Physical characteristics
- Dimensions: 11.70±2.27 km 13.017±0.159 km 13.52±0.39 km 13.89 km (calculated) 14.606±0.104 km
- Synodic rotation period: 9.453±0.002 h 9.45950±0.00005 h 9.46±0.01 h 9.49±0.02 h
- Geometric albedo: 0.2094±0.0448 0.23 (assumed) 0.262±0.053 0.278±0.017 0.28±0.12
- Spectral type: S (assumed)
- Absolute magnitude (H): 11.40 · 11.5 · 11.81 · 12.23±1.34

= 1987 Kaplan =

Stony main-belt asteroid

1987 Kaplan, provisional designation , is a stony Phocaea asteroid from the inner regions of the asteroid belt, approximately 14 kilometers in diameter. It was discovered on 11 September 1952, by Soviet astronomer Pelageya Shajn at the Simeiz Observatory on the Crimean peninsula. The asteroid was named after Soviet astrophysicist Samuil Kaplan.

== Orbit and classification ==

Kaplan is a member of the Phocaea family (701), a large family of stony asteroids with nearly two thousand known members.

It orbits the Sun in the inner main belt at a distance of 1.8–2.9 AU once every 3 years and 8 months (1,343 days). Its orbit has an eccentricity of 0.23 and an inclination of 24° with respect to the ecliptic. The body's observation arc begins with its official discovery observation at Simeiz in September 1952.

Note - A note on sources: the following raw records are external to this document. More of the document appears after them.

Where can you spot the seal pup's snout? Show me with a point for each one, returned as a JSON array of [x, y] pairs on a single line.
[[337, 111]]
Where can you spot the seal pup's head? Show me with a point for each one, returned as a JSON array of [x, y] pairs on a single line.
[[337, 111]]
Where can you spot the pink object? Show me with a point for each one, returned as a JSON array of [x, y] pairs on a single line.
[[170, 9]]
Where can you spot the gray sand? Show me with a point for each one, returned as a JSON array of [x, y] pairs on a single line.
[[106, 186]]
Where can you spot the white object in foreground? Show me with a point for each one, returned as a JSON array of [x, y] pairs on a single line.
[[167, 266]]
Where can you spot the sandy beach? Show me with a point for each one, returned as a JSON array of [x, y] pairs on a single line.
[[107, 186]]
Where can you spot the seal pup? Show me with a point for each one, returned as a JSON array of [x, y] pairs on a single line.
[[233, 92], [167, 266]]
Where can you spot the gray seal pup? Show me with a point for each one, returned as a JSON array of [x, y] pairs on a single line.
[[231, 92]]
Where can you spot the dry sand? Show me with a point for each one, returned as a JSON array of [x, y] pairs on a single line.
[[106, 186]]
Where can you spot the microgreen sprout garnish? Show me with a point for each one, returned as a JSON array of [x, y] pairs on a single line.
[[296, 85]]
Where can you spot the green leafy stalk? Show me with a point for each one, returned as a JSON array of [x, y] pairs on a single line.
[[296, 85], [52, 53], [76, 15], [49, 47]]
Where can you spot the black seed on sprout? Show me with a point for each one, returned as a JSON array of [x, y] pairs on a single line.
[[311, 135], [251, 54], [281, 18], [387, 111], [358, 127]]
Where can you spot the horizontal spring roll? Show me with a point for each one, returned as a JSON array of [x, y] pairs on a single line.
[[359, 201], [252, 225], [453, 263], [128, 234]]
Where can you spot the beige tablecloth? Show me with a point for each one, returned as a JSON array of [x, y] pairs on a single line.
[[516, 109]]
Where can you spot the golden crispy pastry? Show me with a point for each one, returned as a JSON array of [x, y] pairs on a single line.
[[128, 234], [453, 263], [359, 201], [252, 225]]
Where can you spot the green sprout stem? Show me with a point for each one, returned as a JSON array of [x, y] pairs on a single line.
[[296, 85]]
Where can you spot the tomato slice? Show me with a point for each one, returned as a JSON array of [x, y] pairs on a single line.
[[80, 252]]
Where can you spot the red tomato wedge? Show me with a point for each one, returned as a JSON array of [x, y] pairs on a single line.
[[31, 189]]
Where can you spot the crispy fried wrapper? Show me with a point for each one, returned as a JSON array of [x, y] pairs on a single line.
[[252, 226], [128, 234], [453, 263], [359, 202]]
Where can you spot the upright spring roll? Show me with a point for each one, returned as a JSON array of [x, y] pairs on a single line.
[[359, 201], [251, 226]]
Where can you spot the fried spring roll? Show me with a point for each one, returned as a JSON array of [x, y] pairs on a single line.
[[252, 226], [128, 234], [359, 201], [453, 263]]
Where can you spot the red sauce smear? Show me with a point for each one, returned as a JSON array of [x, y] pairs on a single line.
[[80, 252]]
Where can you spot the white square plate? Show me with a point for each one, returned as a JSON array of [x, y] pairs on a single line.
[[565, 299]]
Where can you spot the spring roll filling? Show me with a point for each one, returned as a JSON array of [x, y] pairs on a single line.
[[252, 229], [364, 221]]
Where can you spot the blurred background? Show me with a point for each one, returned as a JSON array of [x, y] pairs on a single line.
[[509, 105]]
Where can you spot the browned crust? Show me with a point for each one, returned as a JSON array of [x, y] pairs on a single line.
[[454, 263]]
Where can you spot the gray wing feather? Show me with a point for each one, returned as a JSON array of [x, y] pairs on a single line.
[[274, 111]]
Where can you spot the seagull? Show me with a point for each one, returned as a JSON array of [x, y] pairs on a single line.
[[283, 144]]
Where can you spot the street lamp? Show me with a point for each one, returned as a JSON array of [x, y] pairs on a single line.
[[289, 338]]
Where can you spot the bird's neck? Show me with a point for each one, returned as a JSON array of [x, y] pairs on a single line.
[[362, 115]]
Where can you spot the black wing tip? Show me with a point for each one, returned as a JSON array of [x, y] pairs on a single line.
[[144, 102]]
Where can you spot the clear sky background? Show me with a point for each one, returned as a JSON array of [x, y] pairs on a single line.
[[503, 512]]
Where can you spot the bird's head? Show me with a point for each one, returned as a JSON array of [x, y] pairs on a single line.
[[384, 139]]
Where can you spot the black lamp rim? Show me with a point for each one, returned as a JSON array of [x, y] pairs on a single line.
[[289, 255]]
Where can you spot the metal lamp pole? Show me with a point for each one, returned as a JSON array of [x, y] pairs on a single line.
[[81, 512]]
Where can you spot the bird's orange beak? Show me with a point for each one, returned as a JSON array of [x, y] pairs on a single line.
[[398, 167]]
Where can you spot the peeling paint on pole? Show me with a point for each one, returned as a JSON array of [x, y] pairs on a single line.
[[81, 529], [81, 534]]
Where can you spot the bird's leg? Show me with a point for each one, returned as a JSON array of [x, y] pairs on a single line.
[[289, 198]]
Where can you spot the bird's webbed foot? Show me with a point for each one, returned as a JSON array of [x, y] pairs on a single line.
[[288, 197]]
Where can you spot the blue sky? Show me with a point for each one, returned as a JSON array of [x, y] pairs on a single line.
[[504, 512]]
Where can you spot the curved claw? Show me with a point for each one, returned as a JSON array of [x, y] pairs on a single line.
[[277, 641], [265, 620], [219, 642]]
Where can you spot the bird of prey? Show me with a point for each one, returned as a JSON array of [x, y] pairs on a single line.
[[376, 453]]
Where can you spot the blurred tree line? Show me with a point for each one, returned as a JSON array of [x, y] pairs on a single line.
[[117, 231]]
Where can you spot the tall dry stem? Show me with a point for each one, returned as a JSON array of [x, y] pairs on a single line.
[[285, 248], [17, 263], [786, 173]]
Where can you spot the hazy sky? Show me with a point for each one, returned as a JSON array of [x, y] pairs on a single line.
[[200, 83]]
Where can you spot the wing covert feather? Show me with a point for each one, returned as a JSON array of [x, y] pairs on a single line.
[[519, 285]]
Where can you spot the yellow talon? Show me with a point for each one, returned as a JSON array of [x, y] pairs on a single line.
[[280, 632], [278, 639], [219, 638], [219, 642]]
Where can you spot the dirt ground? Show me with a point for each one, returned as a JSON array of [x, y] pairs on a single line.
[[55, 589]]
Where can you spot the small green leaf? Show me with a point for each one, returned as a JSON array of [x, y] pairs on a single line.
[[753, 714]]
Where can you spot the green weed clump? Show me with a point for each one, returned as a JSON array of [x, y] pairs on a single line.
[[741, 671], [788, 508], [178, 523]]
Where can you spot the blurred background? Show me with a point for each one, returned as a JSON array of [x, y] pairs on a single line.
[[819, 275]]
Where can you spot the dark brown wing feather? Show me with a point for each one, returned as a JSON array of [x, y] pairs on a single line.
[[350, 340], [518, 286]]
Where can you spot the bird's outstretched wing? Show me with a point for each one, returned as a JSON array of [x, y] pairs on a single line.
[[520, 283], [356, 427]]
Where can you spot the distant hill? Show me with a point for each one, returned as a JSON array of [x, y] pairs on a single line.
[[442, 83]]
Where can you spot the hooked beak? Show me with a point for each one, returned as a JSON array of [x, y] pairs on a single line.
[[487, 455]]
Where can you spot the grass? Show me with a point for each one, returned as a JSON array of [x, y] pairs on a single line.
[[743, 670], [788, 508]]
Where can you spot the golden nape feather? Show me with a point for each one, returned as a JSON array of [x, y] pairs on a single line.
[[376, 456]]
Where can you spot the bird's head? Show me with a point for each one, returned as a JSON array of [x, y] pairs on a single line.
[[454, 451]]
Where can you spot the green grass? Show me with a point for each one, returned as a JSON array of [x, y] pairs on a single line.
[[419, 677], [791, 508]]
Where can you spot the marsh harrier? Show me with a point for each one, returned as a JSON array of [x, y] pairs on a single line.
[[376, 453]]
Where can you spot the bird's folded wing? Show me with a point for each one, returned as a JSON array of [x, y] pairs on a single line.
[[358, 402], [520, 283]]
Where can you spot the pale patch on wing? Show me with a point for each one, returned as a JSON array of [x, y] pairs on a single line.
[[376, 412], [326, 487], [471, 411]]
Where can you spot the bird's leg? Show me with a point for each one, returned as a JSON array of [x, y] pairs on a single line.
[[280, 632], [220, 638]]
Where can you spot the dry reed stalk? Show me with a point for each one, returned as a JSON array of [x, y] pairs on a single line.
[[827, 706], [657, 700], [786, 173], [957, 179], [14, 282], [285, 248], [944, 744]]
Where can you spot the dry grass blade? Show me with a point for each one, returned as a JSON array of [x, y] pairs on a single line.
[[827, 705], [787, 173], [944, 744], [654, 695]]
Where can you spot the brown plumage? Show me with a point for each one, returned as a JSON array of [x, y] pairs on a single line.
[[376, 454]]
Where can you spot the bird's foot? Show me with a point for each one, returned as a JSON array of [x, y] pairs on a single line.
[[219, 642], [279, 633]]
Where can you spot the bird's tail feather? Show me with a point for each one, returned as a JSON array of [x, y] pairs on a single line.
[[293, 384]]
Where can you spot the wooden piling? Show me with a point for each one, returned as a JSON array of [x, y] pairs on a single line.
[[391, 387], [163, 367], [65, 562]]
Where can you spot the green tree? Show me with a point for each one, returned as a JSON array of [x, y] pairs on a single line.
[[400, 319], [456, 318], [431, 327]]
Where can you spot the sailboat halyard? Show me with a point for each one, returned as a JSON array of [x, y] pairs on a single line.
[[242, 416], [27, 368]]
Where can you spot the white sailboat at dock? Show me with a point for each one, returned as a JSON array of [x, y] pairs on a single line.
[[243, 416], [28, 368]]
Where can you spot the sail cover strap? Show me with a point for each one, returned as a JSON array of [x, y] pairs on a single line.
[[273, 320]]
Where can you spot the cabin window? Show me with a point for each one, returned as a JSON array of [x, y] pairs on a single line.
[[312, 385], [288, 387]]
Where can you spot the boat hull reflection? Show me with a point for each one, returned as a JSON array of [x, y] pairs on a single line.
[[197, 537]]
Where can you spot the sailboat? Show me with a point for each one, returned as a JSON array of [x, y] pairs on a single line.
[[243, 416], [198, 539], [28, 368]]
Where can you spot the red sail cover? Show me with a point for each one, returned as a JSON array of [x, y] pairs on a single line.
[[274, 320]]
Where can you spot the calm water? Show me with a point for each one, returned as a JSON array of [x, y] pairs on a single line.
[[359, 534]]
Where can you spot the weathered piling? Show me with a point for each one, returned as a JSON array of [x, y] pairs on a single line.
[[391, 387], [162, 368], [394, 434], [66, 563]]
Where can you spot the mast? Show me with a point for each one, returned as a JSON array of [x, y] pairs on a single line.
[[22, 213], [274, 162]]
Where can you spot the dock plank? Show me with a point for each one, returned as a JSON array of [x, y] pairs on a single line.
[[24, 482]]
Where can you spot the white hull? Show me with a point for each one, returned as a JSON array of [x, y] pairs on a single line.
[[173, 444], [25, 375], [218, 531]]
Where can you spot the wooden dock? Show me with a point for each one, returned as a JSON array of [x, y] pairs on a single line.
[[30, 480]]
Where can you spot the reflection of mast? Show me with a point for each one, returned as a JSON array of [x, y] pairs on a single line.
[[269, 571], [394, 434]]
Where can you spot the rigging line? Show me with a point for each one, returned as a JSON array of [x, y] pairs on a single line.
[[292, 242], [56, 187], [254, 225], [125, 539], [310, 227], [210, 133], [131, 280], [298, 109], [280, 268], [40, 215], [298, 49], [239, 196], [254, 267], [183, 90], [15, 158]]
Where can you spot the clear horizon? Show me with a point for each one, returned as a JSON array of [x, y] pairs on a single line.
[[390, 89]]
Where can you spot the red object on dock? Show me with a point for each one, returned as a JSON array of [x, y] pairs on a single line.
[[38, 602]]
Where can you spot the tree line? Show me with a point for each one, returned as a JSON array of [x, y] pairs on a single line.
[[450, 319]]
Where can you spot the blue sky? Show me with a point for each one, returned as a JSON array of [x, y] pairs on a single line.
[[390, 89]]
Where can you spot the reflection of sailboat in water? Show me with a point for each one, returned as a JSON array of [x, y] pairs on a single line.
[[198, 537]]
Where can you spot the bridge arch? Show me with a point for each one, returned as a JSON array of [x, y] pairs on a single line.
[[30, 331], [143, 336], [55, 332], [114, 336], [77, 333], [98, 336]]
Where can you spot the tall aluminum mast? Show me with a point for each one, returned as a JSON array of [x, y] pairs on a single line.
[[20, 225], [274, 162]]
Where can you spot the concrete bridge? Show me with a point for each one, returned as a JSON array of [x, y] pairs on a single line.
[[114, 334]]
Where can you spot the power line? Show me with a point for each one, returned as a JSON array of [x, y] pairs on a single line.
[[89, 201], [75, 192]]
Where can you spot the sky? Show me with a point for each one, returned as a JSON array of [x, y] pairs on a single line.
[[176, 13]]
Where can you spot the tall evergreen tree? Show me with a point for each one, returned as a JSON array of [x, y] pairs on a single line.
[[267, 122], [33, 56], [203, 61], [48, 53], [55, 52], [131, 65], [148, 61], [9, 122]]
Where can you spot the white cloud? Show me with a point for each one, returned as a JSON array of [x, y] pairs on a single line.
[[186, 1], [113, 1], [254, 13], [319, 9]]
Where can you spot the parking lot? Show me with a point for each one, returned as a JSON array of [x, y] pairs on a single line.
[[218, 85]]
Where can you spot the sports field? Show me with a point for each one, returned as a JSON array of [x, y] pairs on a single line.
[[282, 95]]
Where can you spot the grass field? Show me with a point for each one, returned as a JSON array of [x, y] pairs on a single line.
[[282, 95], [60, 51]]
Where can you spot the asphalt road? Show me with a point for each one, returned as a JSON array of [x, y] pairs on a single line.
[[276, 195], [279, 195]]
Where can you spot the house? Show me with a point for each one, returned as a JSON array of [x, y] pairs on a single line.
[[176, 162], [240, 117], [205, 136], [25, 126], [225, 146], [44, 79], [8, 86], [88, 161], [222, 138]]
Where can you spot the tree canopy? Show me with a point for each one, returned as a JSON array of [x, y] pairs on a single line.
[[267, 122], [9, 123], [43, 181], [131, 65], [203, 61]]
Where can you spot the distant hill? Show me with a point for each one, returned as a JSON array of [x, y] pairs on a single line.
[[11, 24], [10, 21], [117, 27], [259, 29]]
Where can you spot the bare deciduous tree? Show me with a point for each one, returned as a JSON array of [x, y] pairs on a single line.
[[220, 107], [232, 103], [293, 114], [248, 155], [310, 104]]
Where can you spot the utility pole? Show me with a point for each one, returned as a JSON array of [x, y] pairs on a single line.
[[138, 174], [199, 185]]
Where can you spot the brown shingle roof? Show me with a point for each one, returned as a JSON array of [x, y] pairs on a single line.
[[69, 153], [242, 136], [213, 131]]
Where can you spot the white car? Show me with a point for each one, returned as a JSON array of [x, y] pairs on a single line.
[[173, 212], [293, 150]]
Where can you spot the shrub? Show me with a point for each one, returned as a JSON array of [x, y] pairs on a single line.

== Physical characteristics ==

Kaplan is an assumed S-type asteroid, in agreement with the overall spectral type of the Phocaea family.

=== Rotation period ===

Between 2000 and 2011, three rotational lightcurves of Kaplan were obtained from photometric observations by astronomer Brian Warner at his Palmer Divide Observatory in Colorado, United States. Lightcurve analysis gave a well-defined rotation period between 9.453 and 9.49 hours with a brightness amplitude from 0.46 to 0.65 magnitude (U=3/3/3).

=== Poles ===

In addition a modeled lightcurve, using photometric data from various sources, gave a concurring period of 9.45950 hours and determined two spin axis of (356.0°, −58.0°) and (233.0°, −89.0°) in ecliptic coordinates.

=== Diameter and albedo ===

According to the surveys carried out by the Japanese Akari satellite and the NEOWISE mission of NASA's Wide-field Infrared Survey Explorer, Kaplan measures between 11.70 and 14.606 kilometers in diameter and its surface has an albedo between 0.2094 and 0.28.

The Collaborative Asteroid Lightcurve Link assumes an albedo of 0.23 – derived from 25 Phocaea, the family's parent body and namesake, and calculates a diameter of 13.89 kilometers based on an absolute magnitude of 11.5.

== Naming ==

This minor planet was named after Samuil Kaplan (1921–1978), Soviet astronomer and astrophysicist at Lvov University Observatory (067), Ukraine, and at the Radiophysical Research Institute in Nizhny Novgorod (formerly known as Gorky), Russia. His research included a variety of astrophysical fields, such as white dwarfs, interstellar matter, radiative transfer, solar radiation, pulsars and galactic nuclei.

The official naming citation was published by the Minor Planet Center on 1 June 1980 (M.P.C. 5358).